Can we get a feedback section for the developer documentation similar to what Microsoft has in order to help improve it?

Hi guys,

I have an enhancement requestion that I think would help a lot of developers, especially those new to Swift.


The current developer documentation is awfully sparse on details, code examples, and a lot of the time the syntax shown is very confusing. I think it would be helpful if Apple did what Microsoft does and have a "feedback" section at the bottom of their documentation pages that people can offer suggestions about.


Take for example the page on addTarget, it lists it's declaration as this:

func addTarget(_ target: Any?, action: Selector, for controlEvents: UIControlEvents)



Yet to get it to work, you have to do this:

func addTarget( self, action: #selector(myFunctionToCall), for .touchUpInside)



To me this seems like an error in the documentation since not only is there no mention of #selector (Selector looks like a type in the defintion) but also the controlEvents parameter is completely dropped, despite there being no _ infront of it, making it inconsistent with other code.


There's no code snippet on this page either to see an example of how to use it, it's just expected that people know it.


I think allowing people to provide feedback for individual pages would be very useful and would help get Apples documentation up to speed.
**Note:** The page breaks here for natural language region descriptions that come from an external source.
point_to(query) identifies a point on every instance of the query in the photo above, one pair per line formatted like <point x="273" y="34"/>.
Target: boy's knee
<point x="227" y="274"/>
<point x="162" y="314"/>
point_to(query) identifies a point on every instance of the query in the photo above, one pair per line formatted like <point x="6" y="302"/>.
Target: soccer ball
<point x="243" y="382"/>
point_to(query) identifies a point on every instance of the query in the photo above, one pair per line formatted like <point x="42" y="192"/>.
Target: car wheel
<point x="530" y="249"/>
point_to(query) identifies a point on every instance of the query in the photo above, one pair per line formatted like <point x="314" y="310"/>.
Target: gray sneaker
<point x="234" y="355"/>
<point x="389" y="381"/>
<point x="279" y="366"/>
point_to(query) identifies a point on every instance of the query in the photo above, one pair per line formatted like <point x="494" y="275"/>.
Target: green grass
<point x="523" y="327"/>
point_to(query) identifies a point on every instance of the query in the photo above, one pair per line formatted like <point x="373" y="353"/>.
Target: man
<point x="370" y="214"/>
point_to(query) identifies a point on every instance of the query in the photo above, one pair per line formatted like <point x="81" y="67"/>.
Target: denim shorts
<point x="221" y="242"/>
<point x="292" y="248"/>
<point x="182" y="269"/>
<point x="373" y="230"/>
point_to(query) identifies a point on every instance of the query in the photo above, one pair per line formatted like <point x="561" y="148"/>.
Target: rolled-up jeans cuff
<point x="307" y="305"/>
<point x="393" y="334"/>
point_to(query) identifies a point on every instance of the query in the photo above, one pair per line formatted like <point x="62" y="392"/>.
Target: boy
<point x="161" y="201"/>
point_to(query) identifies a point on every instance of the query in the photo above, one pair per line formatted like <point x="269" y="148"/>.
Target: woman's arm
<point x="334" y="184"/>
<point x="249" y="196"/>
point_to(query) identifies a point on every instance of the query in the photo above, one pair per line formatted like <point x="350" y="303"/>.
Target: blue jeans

I hate to say it but Microsoft does an excellent job with their documents. There are code snippets, examples, and information galore for every class.

Replies

You are confusing the declaration (what is shown in the docs) with the call (what is in your code). For each parameter, the declaration shows the argument label (if different than the parameter name) followed by a spce, the parameter name followed by a colon, and the type ot the parameter. When you call the function, if an argument label is in the declaration, you type the argument label (unless _ is specified in the declaration) followed by a colon, then the actual parameter you want to pass. If no argument label is given, you type the parameter name followed by a colon, then the actual parameter you want to pass. In your example #selector is how you create a variable of type Selector, and .touchUpInside a case of the UIControlEvents enumeration type. If an argument label is given in the declaration, the parameter name is not used when you call the function; it is used by the code inside the function when it wants to access the parameter. If you write your own functions and you specify both an argument label and a parameter name, your code inside the function would need to use the parameter name. See "Function Argument Labels and Parameter Names" here for the full explanation in the Swift 3 manual.


You are correct, though, that some of the documentation (especially the newer Swift versions of things) has very little information.


EDIT: Added "If an argument label is given in the declaration, " to the start of the 5th sentence.

EDIT 2: Clarified a few things.

BTW to file an official enhancement request, use the bug reporter (Report Bugs link at bottom right of forum pages). When you create a bug report, you can choose Enhancement Request as one of the options. You can file bug reports and enhancement requests against the documentation.